Obama campaign says it has outraised Romney since court decision
President Obama has outraised Mitt Romney since the Supreme Court affirmed the healthcare law, Obama's campaign claimed Friday, but it did not give the fundraising numbers.
Obama campaign press secretary Ben LaBolt called the Romney campaign's attempts to tout its fundraising dollars "perverse."
"It's perverse that Mitt Romney won't share details about what he'd do for the millions he'd leave uninsured or at the whims of insurance companies when he 'kills Obamacare dead,' but he'll share the hourly details of his fundraising after the Supreme Court ruling," LaBolt wrote in an email statement. "We've outraised the Romney campaign in that time period but that's not the point — our supporters are more committed than ever to ensuring that insurance companies can't drop coverage for people who get sick or discriminate against people with preexisting conditions by reelecting the President."
But LaBolt did not offer specific numbers for the campaign's fundraising totals.
The Romney campaign, meanwhile, circulated an email Friday afternoon bragging it had raised $4.6 million from more than 47,000 separate donations in the aftermath of the court's decision.
Campaign spokeswoman Andrea Saul also noted that Romney had added three times as many new Facebook fans as Obama over the period following the ruling, and she said more Romney supporters were engaging with content on his page.
Both campaigns have sought to capitalize on the ruling. President Obama's team emailed supporters Friday touting a "I like Obamacare" bumper sticker available for a $5 donation.

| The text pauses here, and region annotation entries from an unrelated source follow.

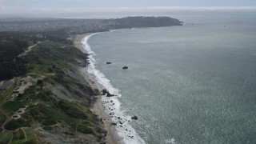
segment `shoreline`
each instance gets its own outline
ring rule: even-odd
[[[91,33],[87,33],[85,34],[76,34],[73,38],[74,46],[79,49],[81,51],[85,52],[83,48],[83,44],[82,43],[82,39],[89,35]],[[79,73],[83,76],[85,80],[90,83],[90,86],[93,89],[97,89],[101,90],[100,85],[97,83],[97,82],[92,82],[92,79],[90,78],[89,74],[85,68],[79,68]],[[102,86],[101,86],[102,87]],[[106,144],[118,144],[118,135],[114,134],[114,127],[111,125],[110,118],[106,115],[106,112],[102,109],[103,104],[102,102],[102,96],[97,95],[95,96],[96,101],[93,103],[93,106],[90,108],[90,110],[98,115],[98,118],[102,119],[103,128],[107,131],[106,136]]]

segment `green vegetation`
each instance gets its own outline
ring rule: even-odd
[[[10,138],[10,134],[7,131],[0,134],[0,143],[8,143]]]
[[[0,41],[0,81],[26,74],[26,62],[17,56],[27,46],[26,41],[11,38]]]
[[[14,138],[11,142],[12,144],[23,143],[26,141],[24,133],[21,129],[14,131],[13,134]]]
[[[2,107],[7,113],[13,114],[22,106],[24,106],[24,105],[21,101],[7,101]]]
[[[9,121],[5,128],[9,130],[15,130],[18,128],[23,126],[30,126],[31,121],[30,119],[18,118],[17,120],[12,119]]]

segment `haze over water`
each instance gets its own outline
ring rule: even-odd
[[[237,14],[176,15],[185,26],[89,39],[146,143],[256,142],[256,14]]]

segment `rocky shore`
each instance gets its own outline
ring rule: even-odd
[[[82,43],[82,39],[90,34],[77,34],[74,37],[74,45],[75,47],[79,49],[81,51],[84,52],[83,49],[83,44]],[[102,86],[100,86],[98,83],[94,82],[90,78],[89,74],[85,70],[84,67],[80,67],[78,69],[79,73],[81,75],[83,76],[84,79],[86,82],[90,82],[90,86],[94,90],[98,90],[99,91],[102,90]],[[95,96],[95,100],[94,102],[94,105],[90,110],[94,113],[98,118],[102,122],[104,129],[107,130],[107,134],[106,136],[106,142],[107,144],[117,144],[118,142],[118,136],[114,134],[114,127],[111,125],[111,122],[110,120],[110,118],[106,114],[104,110],[103,110],[103,105],[101,101],[101,95],[100,94],[97,96]]]

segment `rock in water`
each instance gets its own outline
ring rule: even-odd
[[[114,97],[114,94],[111,94],[110,92],[106,92],[106,97]]]
[[[134,120],[138,120],[138,117],[137,116],[133,116],[131,118],[134,119]]]
[[[123,66],[122,69],[123,69],[123,70],[127,70],[128,67],[127,67],[127,66]]]

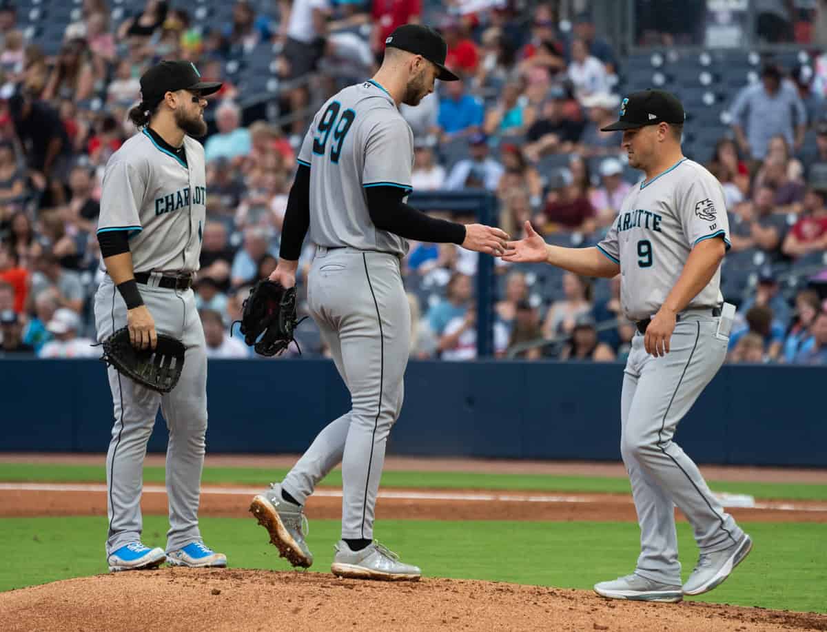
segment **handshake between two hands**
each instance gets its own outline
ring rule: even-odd
[[[505,261],[542,262],[546,261],[546,241],[525,223],[525,237],[510,241],[507,232],[484,224],[466,224],[462,247],[499,256]]]

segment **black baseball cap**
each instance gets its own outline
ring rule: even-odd
[[[385,41],[387,48],[398,48],[409,53],[421,55],[439,69],[437,79],[441,81],[458,81],[459,77],[445,67],[448,45],[442,36],[430,26],[422,24],[403,24]]]
[[[193,90],[207,96],[221,86],[219,81],[202,81],[201,73],[191,61],[162,61],[141,77],[141,98],[145,105],[155,106],[168,92]]]
[[[657,123],[682,125],[686,117],[681,100],[666,90],[633,92],[620,103],[620,120],[600,132],[617,132],[644,127]]]

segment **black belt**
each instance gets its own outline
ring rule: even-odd
[[[150,282],[150,276],[149,272],[136,272],[135,280],[146,285]],[[189,290],[193,286],[193,276],[194,275],[192,274],[179,275],[178,276],[167,276],[164,275],[158,280],[158,287],[166,288],[167,290]]]
[[[707,308],[707,309],[710,310],[710,312],[711,313],[711,314],[712,314],[713,317],[720,316],[721,315],[721,309],[719,307],[710,307],[710,308]],[[691,311],[697,312],[697,311],[700,311],[702,309],[704,309],[704,308],[699,308],[698,309],[694,309],[694,310],[691,310]],[[638,328],[638,331],[640,332],[641,333],[646,333],[646,328],[649,326],[649,323],[651,323],[651,322],[652,322],[652,318],[643,318],[643,320],[636,320],[634,322],[634,326]],[[675,317],[675,322],[676,323],[680,323],[681,322],[681,314],[677,314]]]

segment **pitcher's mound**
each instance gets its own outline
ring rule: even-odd
[[[0,593],[11,630],[827,630],[827,616],[609,601],[490,582],[342,580],[317,572],[165,568]]]

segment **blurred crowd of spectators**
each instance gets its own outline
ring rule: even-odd
[[[554,2],[444,5],[434,26],[448,44],[447,65],[462,80],[437,84],[416,108],[402,107],[416,139],[414,189],[487,190],[514,237],[529,220],[550,242],[596,242],[638,177],[619,132],[600,131],[616,118],[623,60],[588,13],[561,22]],[[139,99],[138,78],[160,59],[180,58],[205,80],[225,82],[208,108],[208,223],[195,286],[208,353],[251,357],[231,337],[232,322],[251,285],[275,266],[308,122],[321,99],[370,75],[387,35],[423,19],[422,2],[294,0],[279,3],[276,19],[237,0],[232,22],[210,29],[192,27],[192,7],[180,2],[148,0],[120,21],[110,8],[84,0],[50,57],[0,0],[0,353],[99,356],[90,345],[103,170],[135,132],[126,113]],[[227,72],[262,43],[284,86],[278,123],[246,120]],[[732,251],[760,252],[767,263],[748,295],[727,297],[743,314],[734,361],[827,363],[820,294],[804,290],[791,299],[772,266],[827,251],[827,82],[791,69],[767,65],[760,82],[745,86],[731,108],[732,140],[721,140],[708,165],[724,187]],[[804,160],[807,129],[817,132],[818,154]],[[312,256],[308,244],[301,273]],[[476,357],[476,262],[452,245],[412,243],[404,275],[414,357]],[[601,285],[566,274],[543,283],[537,270],[499,261],[496,271],[498,357],[628,353],[633,327],[620,315],[619,279]],[[305,355],[325,354],[312,321],[298,338]],[[550,342],[528,344],[538,340]]]

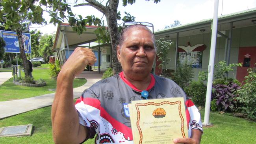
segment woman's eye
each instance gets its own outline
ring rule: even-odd
[[[145,50],[151,50],[153,48],[152,46],[144,46],[144,49]]]
[[[132,46],[130,47],[130,48],[132,50],[137,50],[138,48],[138,46]]]

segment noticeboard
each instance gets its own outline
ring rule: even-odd
[[[22,34],[25,53],[31,54],[30,34],[22,33]],[[4,39],[4,40],[6,43],[6,45],[4,48],[5,52],[20,53],[18,36],[16,32],[1,31],[1,37]]]

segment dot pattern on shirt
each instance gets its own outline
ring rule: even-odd
[[[104,92],[103,94],[105,98],[108,99],[108,100],[112,100],[114,97],[114,93],[112,92],[111,90],[107,90]]]
[[[103,79],[100,81],[101,83],[108,83],[110,82],[110,80],[108,79]]]
[[[110,135],[108,133],[104,133],[100,136],[100,144],[104,143],[115,143]]]

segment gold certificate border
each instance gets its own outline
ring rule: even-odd
[[[159,106],[159,105],[162,105],[164,104],[169,104],[170,105],[175,105],[176,104],[178,104],[179,106],[178,106],[178,108],[179,108],[179,114],[180,114],[180,118],[181,119],[181,131],[182,133],[182,137],[183,137],[184,138],[185,137],[185,133],[184,132],[184,118],[183,118],[183,116],[182,116],[182,115],[181,113],[181,102],[180,101],[176,101],[175,102],[170,102],[168,101],[164,101],[163,102],[161,102],[160,103],[156,103],[153,102],[149,102],[148,103],[136,103],[135,105],[135,106],[136,107],[136,110],[137,110],[137,128],[138,128],[138,129],[139,130],[139,144],[141,144],[142,142],[142,137],[143,137],[143,135],[142,135],[142,132],[141,131],[141,127],[139,126],[139,120],[140,118],[140,113],[139,112],[139,107],[138,106],[147,106],[149,105],[157,105],[157,106]]]

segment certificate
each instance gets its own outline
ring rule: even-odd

"The Supreme Court ruling on health reform means that the law that's already helping millions of families can go right on doing that," wrote deputy campaign manager Stephanie Cutter. "But let's not kid ourselves: What happened yesterday means nothing if Mitt Romney is given the chance to repeal Obamacare. We have to win this election. Tomorrow is the biggest fundraising deadline we've faced on this campaign."
The Romney campaign, meanwhile, sent out a fundraising plea almost immediately after the presidential hopeful gave his statement Thursday denouncing the decision.
"Today, the Supreme Court upheld ObamaCare. But regardless of what the court said about the constitutionality of the law, ObamaCare is bad medicine, it is bad policy, and when I’m president, the bad news of ObamaCare will be over," Romney wrote in the email.